Just a Touch Smitten: Work in Berlin

In this city that has finally managed to wound me in the course of a wicked subway rap battle, I still enjoy and crave the challenge: today, it’s prose production, the crumpling up of old schedules, the whipping of manuscripts into inboxes of distant editors, a throwing of oneself south to the archive to slake the thirst for more documents.
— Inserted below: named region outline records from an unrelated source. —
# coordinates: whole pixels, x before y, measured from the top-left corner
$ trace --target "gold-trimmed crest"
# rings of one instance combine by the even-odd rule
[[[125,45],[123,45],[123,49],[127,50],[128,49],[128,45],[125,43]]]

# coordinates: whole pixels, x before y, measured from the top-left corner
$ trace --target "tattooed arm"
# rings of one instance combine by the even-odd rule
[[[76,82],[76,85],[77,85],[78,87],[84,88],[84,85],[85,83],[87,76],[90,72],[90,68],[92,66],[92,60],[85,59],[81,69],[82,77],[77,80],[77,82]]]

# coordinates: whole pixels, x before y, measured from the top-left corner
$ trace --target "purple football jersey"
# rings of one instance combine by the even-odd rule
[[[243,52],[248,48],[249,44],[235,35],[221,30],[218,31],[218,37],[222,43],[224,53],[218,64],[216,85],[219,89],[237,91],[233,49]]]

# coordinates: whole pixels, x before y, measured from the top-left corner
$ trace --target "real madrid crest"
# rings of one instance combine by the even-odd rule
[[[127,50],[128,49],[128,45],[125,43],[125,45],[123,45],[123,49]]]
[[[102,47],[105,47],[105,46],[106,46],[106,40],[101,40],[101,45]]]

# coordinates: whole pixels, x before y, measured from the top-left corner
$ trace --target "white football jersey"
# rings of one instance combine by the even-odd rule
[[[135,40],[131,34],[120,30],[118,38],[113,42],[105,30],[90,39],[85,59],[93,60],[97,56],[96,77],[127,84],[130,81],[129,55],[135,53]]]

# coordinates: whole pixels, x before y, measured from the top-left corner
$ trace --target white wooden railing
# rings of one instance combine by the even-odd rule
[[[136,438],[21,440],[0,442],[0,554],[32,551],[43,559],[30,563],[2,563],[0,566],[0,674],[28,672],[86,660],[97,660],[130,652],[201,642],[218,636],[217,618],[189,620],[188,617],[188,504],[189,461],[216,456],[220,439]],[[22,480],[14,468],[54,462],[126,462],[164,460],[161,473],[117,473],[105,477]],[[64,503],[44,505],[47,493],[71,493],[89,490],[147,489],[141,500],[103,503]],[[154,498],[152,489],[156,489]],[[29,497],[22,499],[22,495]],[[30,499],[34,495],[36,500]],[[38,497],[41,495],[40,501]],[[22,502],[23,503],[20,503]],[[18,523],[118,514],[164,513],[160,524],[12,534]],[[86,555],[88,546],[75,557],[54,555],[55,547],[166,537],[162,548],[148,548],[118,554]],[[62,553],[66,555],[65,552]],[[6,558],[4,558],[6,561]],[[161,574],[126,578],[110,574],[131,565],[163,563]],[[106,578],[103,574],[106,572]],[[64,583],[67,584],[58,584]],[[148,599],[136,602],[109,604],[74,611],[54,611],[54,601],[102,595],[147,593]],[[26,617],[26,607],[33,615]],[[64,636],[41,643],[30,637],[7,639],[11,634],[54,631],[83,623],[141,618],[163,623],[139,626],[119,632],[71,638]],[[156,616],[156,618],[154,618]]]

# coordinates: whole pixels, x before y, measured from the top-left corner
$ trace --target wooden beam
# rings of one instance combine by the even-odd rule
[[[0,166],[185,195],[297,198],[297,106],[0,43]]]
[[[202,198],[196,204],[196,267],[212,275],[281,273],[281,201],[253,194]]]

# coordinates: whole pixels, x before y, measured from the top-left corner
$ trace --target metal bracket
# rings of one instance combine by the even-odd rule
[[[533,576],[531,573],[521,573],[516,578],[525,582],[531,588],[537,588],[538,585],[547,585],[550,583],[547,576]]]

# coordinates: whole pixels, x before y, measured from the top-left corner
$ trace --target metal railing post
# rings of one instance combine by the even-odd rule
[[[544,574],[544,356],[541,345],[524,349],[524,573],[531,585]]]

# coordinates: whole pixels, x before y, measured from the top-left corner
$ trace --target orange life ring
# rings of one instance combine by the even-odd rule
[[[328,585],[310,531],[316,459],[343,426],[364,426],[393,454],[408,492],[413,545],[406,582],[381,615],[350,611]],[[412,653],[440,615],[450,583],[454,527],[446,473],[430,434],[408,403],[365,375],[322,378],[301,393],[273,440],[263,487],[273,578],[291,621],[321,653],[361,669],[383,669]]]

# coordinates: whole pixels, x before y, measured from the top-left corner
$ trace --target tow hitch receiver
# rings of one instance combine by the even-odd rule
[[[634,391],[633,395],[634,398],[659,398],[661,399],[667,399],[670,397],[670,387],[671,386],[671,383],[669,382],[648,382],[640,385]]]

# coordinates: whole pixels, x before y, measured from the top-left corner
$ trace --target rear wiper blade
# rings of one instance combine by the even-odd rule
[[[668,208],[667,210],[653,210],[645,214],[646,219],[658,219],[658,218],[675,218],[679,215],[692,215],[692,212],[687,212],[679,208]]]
In the past five days I managed to submit two book reviews (totaling about 4000 words, of which 2,850 were for German historians, a tough bunch indeed) and a revised article manuscript (about 12,000 words long).   Now that those pipes are unclogged, I can turn to the unfinished, or in Schubertian terms, die Unvollendete:

– finishing a Rape of Nanking essay based on work I did last year at Stanford (3500 words),

– three article manuscripts based on the East German and Nazi archives in Berlin (about 21,000 words),

– some administrative business for my life as a professor-pedagogue (unpublishable, word counts don’t matter),

– book manuscript A (120,000 words)

– book manuscript B (51,000 words)

– a few translations of worthy European materials for this blog (from the German and French, and we never do word counts on Sinologistical Violoncellist itself, as that would imply that it is an actual “publication”),

– final edits and submission of  my “sure-to-be-slain-by-the-reviewers, but-deserving-of-review-anyway” manuscript on Simone de Beauvoir’s trip to China in 1955 (12,000 words).

That is all going to require some hacking.  Fortunately I will be taking short trips soon to Hamburg and Helsinki, probably skipping an incredible conference in Leiden, Netherlands, and ending up in Seoul in a week’s time.  Because how could I forget about Korea?  Better get busy so as not to be dragging around a bag of papers flecked with blue and red ink, as if an invasion plan for my own projects, a kind of surprise attack, were in the offing.

But at least some of the work has now been smitten, in the sense of me having done the smiting.  The motes grow large as they approach the eye, but once the fine detail work is done, the writer can merely exhale, and they float away, weightless as an idea.